Ainsi, la Chine devenue à la fois le plus grand marché et l’usine du monde, a absorbé des quantités énormes de matières premières, asséché les échanges et fait exploser les cours.

Au début des années 2000, le prix des aciers utilisés dans la construction a grimpé en flèche, mettant en difficulté des PME françaises de gros oeuvre.

Preuve si besoin était que si l’entreprise veut se développer rationnellement et sur le long terme, elle doit avoir l’intelligence des situations et s’efforcer de comprendre la culture, les règles, les attentes, les rapports de force et le cadre de vie des peuples et des territoires auxquels elle se trouve confrontée.

La géopolitique : observer les nouveaux groupes et les nouvelles pratiques

En outre, l’usage fulgurant d’internet et une utilisation généralisée de ses applications vedettes ont contribué à faire émerger de véritables communautés virtuelles mondialisées avec de nouveaux comportements homogènes, transnationaux et transculturels.

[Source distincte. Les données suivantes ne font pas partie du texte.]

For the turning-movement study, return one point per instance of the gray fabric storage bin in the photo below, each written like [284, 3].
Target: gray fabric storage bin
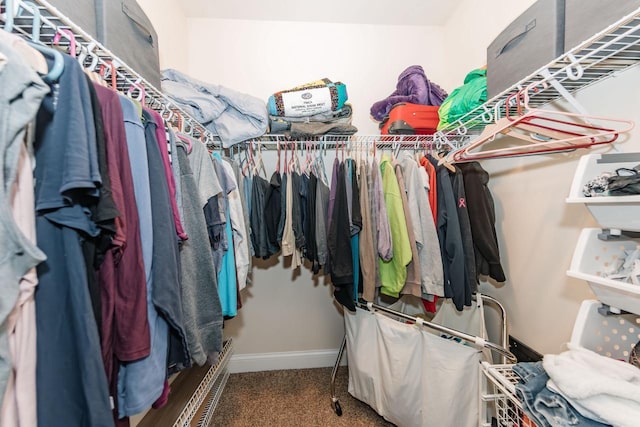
[122, 27]
[585, 18]
[81, 13]
[130, 35]
[532, 40]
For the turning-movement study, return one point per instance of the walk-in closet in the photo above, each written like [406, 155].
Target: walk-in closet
[419, 213]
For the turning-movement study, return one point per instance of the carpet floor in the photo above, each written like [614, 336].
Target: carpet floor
[291, 398]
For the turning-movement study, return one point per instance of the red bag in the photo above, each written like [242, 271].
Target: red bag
[411, 119]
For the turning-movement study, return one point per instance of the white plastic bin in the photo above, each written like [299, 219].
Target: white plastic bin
[612, 336]
[591, 260]
[616, 212]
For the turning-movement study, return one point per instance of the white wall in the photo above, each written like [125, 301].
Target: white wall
[263, 57]
[537, 230]
[170, 22]
[284, 311]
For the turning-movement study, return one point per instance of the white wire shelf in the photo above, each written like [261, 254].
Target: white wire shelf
[615, 49]
[47, 21]
[499, 391]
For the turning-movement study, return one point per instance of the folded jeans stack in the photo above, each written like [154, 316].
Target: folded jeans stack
[579, 387]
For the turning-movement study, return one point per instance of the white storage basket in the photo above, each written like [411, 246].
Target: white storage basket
[591, 260]
[616, 212]
[609, 335]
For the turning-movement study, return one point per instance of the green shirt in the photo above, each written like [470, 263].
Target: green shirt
[393, 273]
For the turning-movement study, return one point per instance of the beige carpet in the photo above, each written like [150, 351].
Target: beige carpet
[291, 398]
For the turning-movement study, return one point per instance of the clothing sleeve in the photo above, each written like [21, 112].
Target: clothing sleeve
[240, 242]
[385, 245]
[339, 240]
[450, 241]
[482, 218]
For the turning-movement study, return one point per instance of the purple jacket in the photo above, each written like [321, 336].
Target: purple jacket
[413, 87]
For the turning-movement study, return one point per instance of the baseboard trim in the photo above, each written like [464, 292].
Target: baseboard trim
[255, 362]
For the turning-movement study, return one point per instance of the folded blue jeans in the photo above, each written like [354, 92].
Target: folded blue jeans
[559, 412]
[534, 379]
[544, 406]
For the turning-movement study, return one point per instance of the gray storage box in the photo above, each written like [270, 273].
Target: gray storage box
[585, 18]
[81, 13]
[532, 40]
[129, 34]
[122, 27]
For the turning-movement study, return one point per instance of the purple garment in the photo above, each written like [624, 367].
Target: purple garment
[413, 87]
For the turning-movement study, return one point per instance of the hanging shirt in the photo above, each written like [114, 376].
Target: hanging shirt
[482, 218]
[322, 202]
[125, 326]
[393, 273]
[18, 407]
[227, 274]
[471, 284]
[200, 299]
[379, 211]
[273, 211]
[67, 335]
[20, 98]
[412, 284]
[240, 239]
[259, 230]
[450, 238]
[368, 256]
[339, 237]
[141, 382]
[416, 181]
[310, 225]
[433, 188]
[161, 138]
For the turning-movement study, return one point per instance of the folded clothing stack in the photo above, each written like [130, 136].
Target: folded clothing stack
[465, 98]
[312, 109]
[579, 387]
[232, 115]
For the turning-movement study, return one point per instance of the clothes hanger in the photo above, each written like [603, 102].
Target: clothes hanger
[560, 133]
[72, 40]
[140, 96]
[49, 75]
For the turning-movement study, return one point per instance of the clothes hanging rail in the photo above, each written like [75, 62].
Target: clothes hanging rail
[506, 355]
[481, 342]
[39, 17]
[404, 142]
[613, 50]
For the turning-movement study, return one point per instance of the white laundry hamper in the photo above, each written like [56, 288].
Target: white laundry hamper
[409, 375]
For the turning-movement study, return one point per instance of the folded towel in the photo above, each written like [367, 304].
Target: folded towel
[606, 387]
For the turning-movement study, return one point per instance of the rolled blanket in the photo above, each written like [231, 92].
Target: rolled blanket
[331, 123]
[308, 99]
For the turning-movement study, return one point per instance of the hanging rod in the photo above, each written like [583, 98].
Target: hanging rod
[459, 334]
[399, 142]
[19, 16]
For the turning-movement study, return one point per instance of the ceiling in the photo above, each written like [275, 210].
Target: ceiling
[376, 12]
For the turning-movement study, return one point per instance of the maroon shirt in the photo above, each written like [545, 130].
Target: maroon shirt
[125, 326]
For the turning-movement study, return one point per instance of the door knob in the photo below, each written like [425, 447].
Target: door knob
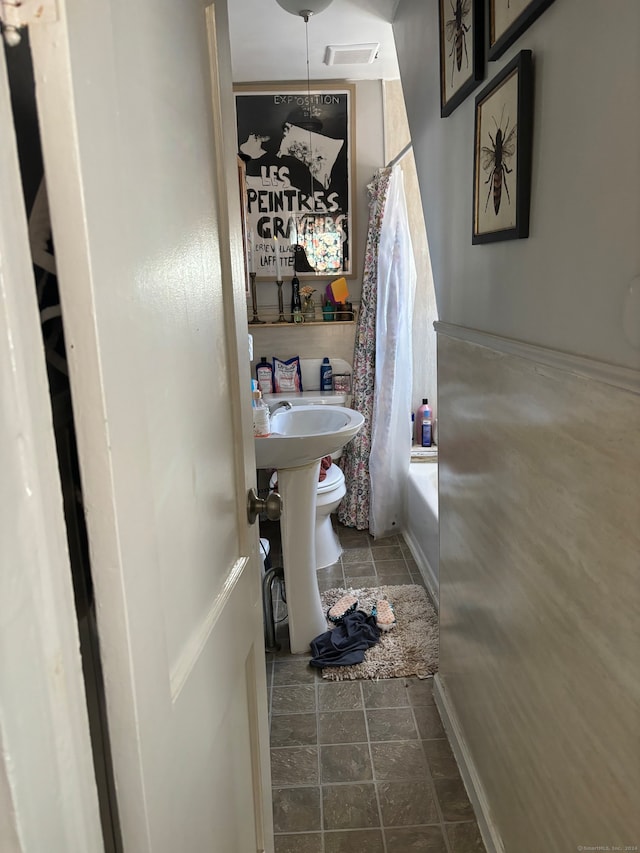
[272, 505]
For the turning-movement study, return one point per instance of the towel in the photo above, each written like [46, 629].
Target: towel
[347, 642]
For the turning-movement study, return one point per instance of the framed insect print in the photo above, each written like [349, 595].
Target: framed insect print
[507, 20]
[502, 154]
[461, 51]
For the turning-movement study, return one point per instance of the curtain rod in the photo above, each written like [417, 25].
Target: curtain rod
[399, 156]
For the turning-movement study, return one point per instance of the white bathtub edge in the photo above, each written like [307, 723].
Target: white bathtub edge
[428, 576]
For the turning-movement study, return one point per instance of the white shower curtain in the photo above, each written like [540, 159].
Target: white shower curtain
[391, 426]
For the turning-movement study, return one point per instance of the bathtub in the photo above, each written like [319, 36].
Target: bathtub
[421, 522]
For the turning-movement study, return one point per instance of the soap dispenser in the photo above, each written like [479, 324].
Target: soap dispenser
[326, 375]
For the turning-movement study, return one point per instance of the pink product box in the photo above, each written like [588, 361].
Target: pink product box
[342, 383]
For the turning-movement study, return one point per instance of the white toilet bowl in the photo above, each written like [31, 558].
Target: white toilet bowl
[331, 490]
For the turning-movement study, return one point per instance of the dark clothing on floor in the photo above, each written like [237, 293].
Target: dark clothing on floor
[346, 643]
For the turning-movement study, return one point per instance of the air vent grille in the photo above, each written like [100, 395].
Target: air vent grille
[351, 54]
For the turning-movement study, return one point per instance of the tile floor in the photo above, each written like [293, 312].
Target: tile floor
[361, 766]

Aujourd’hui, aucun dirigeant ne peut faire l’économie d’une remise en cause de ses modèles (business model, marketing, modèle commercial, modèle social…) sous les coups de boutoir de la transformation numérique.

Uber, Airbnb, Booking et Amazon ont imposé à marche forcée des ruptures dans les pratiques ambiantes.

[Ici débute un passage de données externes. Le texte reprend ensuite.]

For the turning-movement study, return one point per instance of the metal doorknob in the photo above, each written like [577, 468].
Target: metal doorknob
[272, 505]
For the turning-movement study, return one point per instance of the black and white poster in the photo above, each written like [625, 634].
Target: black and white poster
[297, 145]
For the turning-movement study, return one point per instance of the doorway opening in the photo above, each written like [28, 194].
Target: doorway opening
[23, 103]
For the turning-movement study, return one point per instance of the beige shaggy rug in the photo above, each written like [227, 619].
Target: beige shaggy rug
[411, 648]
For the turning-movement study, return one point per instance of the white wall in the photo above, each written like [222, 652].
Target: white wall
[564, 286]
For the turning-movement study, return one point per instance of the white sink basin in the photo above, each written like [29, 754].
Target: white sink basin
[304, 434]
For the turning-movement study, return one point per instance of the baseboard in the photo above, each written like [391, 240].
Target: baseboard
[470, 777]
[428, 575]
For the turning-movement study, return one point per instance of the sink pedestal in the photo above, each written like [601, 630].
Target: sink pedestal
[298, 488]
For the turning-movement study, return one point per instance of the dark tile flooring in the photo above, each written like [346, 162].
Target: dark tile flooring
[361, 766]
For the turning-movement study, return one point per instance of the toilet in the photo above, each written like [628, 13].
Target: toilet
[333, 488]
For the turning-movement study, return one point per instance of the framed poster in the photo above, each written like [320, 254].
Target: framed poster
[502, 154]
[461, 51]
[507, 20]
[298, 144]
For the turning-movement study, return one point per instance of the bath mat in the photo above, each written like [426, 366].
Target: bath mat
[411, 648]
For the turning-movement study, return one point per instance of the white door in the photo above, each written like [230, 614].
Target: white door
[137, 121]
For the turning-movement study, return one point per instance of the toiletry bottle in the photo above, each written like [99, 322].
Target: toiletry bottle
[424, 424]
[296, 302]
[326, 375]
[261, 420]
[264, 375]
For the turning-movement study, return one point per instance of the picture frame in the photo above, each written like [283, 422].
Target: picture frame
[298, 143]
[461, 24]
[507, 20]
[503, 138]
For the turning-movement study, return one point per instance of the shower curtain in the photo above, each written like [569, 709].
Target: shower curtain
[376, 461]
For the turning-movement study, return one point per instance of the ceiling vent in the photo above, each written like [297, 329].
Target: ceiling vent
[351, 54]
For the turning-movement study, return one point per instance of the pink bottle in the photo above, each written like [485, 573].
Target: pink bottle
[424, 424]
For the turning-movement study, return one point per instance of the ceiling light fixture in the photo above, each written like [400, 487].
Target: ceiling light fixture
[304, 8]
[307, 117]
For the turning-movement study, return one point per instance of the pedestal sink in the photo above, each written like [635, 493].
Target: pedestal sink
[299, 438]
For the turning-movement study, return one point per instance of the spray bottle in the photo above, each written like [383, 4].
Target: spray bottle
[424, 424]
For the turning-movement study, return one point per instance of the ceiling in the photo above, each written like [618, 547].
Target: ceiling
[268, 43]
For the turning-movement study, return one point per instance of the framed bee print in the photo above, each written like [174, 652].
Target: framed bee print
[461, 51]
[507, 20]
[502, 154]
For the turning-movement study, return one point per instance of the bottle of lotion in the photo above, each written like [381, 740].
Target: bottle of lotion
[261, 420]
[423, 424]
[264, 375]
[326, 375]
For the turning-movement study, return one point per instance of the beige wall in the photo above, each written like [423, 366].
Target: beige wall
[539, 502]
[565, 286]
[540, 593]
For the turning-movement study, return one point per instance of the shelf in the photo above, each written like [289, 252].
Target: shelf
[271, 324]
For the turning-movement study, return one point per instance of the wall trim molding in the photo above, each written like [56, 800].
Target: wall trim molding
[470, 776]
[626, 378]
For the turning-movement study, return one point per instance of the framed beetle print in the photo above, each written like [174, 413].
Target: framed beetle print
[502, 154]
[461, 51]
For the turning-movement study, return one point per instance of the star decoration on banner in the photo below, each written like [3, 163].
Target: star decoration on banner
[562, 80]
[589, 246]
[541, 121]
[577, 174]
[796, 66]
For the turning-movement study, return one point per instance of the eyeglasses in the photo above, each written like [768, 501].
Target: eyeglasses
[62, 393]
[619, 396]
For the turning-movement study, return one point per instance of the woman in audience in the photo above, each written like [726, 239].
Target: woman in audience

Il faut également prendre en compte l’impact des choix stratégiques des pays étrangers sur l’économie du monde et la vie des entreprises.

Ainsi, les positions de la Fédération de Russie en Ukraine et l’annexion de la Crimée ont fait l’objet de « sanctions » occidentales qui, après « les représailles » de Poutine, décidées le 6 août 2014, ont dangereusement déstabilisé des entreprises françaises du secteur agroalimentaire.

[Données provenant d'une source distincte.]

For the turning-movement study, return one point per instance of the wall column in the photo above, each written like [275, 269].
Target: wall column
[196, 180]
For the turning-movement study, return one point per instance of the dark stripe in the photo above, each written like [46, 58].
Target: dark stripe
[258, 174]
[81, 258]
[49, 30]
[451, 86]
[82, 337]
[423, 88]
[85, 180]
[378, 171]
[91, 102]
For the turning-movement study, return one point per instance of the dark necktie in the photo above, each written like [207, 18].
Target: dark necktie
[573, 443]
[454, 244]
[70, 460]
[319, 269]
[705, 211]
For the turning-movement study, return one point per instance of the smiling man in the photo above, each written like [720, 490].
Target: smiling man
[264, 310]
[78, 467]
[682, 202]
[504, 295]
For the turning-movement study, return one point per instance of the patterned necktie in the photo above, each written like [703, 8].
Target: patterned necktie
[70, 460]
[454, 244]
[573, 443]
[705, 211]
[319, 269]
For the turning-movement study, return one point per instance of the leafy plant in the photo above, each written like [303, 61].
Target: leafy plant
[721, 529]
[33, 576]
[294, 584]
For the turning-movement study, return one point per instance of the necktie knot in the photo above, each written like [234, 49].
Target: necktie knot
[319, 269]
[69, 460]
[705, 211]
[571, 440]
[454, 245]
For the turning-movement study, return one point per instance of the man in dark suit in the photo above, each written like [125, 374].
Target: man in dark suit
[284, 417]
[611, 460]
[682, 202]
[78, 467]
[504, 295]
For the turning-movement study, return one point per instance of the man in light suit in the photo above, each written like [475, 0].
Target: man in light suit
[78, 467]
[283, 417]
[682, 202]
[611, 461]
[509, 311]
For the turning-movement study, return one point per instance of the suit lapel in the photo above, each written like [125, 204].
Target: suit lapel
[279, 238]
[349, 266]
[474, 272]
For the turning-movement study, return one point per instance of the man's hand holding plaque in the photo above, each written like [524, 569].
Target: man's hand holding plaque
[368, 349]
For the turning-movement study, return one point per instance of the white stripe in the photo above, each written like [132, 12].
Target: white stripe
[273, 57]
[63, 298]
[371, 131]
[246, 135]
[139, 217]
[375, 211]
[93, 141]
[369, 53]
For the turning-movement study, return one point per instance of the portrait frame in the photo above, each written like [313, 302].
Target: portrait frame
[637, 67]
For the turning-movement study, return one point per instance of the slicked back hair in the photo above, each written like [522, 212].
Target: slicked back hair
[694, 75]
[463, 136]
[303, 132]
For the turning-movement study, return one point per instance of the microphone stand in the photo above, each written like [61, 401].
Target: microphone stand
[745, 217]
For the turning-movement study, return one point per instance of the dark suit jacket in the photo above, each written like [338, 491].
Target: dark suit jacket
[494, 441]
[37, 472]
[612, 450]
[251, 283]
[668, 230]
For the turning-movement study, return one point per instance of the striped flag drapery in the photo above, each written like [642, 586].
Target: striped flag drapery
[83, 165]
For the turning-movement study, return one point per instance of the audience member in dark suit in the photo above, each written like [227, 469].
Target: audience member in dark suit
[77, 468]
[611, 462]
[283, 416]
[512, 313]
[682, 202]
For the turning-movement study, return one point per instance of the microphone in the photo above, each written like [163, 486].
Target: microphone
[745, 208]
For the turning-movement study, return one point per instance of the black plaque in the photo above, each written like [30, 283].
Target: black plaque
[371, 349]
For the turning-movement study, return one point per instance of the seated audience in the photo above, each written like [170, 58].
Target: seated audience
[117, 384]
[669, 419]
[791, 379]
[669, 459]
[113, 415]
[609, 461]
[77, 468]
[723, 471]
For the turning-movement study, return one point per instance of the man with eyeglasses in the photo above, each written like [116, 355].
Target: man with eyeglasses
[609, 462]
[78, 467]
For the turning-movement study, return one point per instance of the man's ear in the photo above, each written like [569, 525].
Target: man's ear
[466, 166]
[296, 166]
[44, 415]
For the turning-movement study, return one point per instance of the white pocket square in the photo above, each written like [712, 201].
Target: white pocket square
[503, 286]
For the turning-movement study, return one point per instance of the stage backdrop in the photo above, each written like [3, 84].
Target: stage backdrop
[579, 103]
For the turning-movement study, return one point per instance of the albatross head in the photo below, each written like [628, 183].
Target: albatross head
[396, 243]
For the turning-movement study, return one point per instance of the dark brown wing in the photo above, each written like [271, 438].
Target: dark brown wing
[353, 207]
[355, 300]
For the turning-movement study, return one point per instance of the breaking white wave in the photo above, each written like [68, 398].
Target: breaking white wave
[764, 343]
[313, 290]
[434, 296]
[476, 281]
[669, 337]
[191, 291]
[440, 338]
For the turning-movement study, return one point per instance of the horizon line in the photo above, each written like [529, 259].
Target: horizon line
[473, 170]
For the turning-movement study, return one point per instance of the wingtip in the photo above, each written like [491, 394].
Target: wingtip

Cet embargo russe sur certains produits alimentaires européens a causé un « préjudice considérable à l’agriculture française, estimait Xavier Beulin, alors président de la FNSEA. C’est un conflit diplomatique dont les conséquences économiques sont graves pour le monde paysan. La Russie représente 10 % des exportations totales agricoles européennes. C’est un volume important, qui s’est évaporé en pertes sèches pour beaucoup de producteurs. »6

La géopolitique, discipline à part entière du management

De nouvelles instabilités mais aussi de nouvelles opportunités émergent de ce chaos. Elles imposent à toutes les entreprises de prendre en compte les analyses géopolitiques, de se donner des règles claires et d’en professionnaliser le traitement.

La plupart des grandes entreprises sont bien informées et rompues à ces analyses, mais les autres ne disposent souvent ni de ces moyens, ni de ces compétences.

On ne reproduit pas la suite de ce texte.